Monday, September 14, 2009

*
Detruire, dit-elle*


E ela se cuidava
Porque quando estava bem, poderia se destruir de novo
Para se recuperar
E assim se destruir
E recuperar
Para destruir


*sic

Thursday, September 10, 2009



Flores

Marlene não tinha ninguém
Marlene tinha diabetes
Marlene ficou 15 anos internada
Marlene morou mais de uma década em um hospital de Recife
Marlene recebeu afeto e amor
dos funcionários do hospital em que viveu
Marlene vai ser enterrada em uma cova rasa
como indigente no Cemitério Parque das Flores.
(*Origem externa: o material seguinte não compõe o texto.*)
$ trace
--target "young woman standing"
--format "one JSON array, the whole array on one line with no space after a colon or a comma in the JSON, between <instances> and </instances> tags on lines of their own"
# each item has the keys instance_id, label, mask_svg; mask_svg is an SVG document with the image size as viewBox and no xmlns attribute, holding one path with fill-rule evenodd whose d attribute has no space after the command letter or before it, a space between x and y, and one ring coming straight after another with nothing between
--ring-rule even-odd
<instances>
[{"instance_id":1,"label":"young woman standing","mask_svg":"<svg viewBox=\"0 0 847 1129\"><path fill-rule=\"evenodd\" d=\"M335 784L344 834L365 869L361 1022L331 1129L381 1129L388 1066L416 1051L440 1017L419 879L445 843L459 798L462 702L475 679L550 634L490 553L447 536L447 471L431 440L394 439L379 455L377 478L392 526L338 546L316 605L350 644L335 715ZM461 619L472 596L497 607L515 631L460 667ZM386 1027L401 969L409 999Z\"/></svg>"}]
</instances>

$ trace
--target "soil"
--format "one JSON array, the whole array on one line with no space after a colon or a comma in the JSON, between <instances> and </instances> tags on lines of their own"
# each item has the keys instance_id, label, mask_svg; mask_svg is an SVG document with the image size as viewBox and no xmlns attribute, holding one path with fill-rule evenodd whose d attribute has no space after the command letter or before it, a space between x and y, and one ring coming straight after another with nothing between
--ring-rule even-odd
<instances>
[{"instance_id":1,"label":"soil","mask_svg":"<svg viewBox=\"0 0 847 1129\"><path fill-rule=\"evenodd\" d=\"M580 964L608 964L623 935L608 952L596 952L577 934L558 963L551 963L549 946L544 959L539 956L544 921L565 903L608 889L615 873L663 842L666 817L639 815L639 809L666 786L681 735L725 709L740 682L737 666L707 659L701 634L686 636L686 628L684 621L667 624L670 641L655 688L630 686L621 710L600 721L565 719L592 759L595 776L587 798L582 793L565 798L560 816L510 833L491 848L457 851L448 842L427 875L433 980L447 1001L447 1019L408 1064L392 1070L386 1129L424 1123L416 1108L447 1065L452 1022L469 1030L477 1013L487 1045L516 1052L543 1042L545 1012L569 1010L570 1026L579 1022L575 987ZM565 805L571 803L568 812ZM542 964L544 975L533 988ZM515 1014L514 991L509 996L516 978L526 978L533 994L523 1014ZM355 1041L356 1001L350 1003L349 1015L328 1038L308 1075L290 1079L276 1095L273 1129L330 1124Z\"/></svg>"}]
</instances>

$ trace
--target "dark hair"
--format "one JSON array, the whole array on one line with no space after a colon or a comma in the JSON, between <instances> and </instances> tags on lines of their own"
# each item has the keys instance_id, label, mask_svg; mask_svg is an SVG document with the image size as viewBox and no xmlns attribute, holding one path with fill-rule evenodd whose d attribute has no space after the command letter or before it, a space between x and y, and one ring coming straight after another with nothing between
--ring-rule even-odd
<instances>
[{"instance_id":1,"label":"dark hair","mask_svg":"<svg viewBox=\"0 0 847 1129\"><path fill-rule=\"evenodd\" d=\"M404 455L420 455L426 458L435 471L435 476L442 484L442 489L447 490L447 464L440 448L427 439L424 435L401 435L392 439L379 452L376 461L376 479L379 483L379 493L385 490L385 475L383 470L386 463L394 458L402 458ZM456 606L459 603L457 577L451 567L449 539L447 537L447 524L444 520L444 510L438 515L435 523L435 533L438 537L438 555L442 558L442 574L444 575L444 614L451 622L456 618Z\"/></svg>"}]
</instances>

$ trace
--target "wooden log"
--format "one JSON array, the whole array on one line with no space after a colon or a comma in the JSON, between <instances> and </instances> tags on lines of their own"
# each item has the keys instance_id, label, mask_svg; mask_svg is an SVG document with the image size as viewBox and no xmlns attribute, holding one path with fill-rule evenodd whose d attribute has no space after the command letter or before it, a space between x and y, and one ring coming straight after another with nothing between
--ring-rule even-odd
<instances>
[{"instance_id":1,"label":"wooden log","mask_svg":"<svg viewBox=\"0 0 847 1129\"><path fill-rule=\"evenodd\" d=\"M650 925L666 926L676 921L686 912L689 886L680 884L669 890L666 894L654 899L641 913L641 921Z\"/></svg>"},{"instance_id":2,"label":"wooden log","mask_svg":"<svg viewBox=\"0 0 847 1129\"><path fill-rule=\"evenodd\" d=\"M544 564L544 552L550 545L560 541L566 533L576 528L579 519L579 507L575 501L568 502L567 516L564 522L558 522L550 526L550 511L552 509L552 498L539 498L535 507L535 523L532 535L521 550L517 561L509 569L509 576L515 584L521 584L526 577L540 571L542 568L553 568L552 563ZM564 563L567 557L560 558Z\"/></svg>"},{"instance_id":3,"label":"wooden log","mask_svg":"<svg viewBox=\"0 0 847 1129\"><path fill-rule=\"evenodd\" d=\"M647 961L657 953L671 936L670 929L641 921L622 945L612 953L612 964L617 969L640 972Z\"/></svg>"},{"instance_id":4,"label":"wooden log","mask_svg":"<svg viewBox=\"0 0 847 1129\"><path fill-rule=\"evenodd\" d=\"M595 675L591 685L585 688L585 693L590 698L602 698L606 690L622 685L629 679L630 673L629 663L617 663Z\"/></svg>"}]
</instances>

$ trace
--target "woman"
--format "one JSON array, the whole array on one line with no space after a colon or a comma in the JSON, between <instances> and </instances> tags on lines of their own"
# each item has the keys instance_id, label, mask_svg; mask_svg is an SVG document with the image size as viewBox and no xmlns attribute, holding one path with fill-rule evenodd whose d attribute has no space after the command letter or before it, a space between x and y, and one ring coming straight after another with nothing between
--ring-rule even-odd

http://jc.uol.com.br/canal/cotidiano/pernambuco/noticia/2009/09/10/morre-idosa-que-morou-no-hr-durante-15-anos-199088.php

Tuesday, September 08, 2009

Solidão
Sólido
Sólida
solidifica




...É como a paz daquelas tardes em algum corredor da rodoviária
A segurança por um gesto solidário de um total desconhecido
Ou a felicidade de aprender a flutuar sobre a água...
Essas desse tipo, dá prazer, traz sorrisos e alegria, e assim, compartilha-se.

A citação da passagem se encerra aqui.